若い頃に、意味なくドライブするのは世の常。
それにもれることなく、僕たちもよく、夜に車を流していた。
それは季節には関係なく走っていたために、
時には予測を超える事態に襲われることもある。
年も明けて早々、友人の工場で何時間もしゃべっていたが、
みな、お腹が減ってきたので、
ファミレスに行くことにした。
夜中に
誰もいないことで有名なファミレスに向かって、
川を2つ越えていった。
もう夜中の2時ぐらいか?、ちょうど4人いたのと、
ガソリンがほとんど無くなっていたので、
工場に戻って麻雀をすることになった。
支払いを終えて、外に出ると冷たい空気で
鼻に麻酔を打たれたように感覚が無くなった。
暖気をすませて、車に乗り出し、車窓を眺める
このとき、僕は初めて陸橋に塩を撒いているのを見た。
たぶん、塩じゃないか?
そして、橋を越えようと思ったときに、
こんな夜更けだが、渋滞にあってしまった。
どうやら、橋が凍っているため、警察の指示の元にて橋を渡ることになっているようだ。
僕の所からも、ゆっくりと橋の斜面を車が連ねて昇っていく様が見えた。
そうやって、僕たちも橋にさしかかった。
友人が言う。
『ガソリンが空だから、ここで橋を渡れなかったら。
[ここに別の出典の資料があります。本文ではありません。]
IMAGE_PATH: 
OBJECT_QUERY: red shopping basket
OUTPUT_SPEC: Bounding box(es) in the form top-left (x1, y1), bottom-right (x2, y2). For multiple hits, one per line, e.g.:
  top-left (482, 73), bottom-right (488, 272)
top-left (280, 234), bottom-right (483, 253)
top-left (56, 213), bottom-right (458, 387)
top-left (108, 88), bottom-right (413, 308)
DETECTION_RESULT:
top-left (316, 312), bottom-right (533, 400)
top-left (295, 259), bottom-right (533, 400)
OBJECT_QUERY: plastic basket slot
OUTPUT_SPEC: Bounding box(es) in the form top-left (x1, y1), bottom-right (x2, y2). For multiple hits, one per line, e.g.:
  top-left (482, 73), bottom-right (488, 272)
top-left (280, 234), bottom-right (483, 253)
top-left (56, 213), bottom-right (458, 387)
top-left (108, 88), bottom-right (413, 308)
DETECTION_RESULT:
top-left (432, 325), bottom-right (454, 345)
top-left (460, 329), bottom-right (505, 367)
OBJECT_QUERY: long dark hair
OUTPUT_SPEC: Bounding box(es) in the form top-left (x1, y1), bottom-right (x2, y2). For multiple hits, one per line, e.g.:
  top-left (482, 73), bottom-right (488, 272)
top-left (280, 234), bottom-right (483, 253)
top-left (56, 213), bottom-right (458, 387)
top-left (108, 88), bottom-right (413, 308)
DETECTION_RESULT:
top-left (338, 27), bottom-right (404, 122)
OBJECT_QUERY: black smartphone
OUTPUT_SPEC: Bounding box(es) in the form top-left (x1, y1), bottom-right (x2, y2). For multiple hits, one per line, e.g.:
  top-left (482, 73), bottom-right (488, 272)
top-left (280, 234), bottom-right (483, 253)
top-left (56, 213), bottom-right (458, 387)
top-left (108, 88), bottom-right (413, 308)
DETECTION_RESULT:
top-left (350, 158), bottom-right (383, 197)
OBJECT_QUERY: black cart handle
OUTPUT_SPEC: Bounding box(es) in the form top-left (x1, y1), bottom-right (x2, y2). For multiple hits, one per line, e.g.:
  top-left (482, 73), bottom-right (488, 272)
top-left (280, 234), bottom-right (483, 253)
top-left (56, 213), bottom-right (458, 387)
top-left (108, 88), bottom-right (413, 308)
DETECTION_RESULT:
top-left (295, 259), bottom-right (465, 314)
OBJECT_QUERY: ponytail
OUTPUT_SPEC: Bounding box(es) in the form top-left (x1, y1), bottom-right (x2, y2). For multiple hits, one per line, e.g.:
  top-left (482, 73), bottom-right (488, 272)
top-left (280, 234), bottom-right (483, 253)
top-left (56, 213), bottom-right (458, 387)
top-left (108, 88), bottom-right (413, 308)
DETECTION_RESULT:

凍死だよな』
僕たちは厚かましくも、コーヒーの無料券と食事代しか持っていなかったのだ。
全員の所持金が200円あっただろうか?はなはだ怪しいところだ。
そうやって、心細くみんなで笑っていたら、
タイヤが空回りを繰り返し始めたので、
みんなでもう一度、心細く笑った。と、同時に運転手以外、すかさず道路に飛び出ると、
必死に車を押した。
だめだ、後ろに下がっていく。これは戻るしかないかもって、
「ベンツじゃないっすかっ」しかも、
560SELっで素人じゃないよね。こんな時間だし。
むなしくも、ラジカセからカルチャークラブの
「カーマは気まぐれ」が、
大音量で流れているだけだった。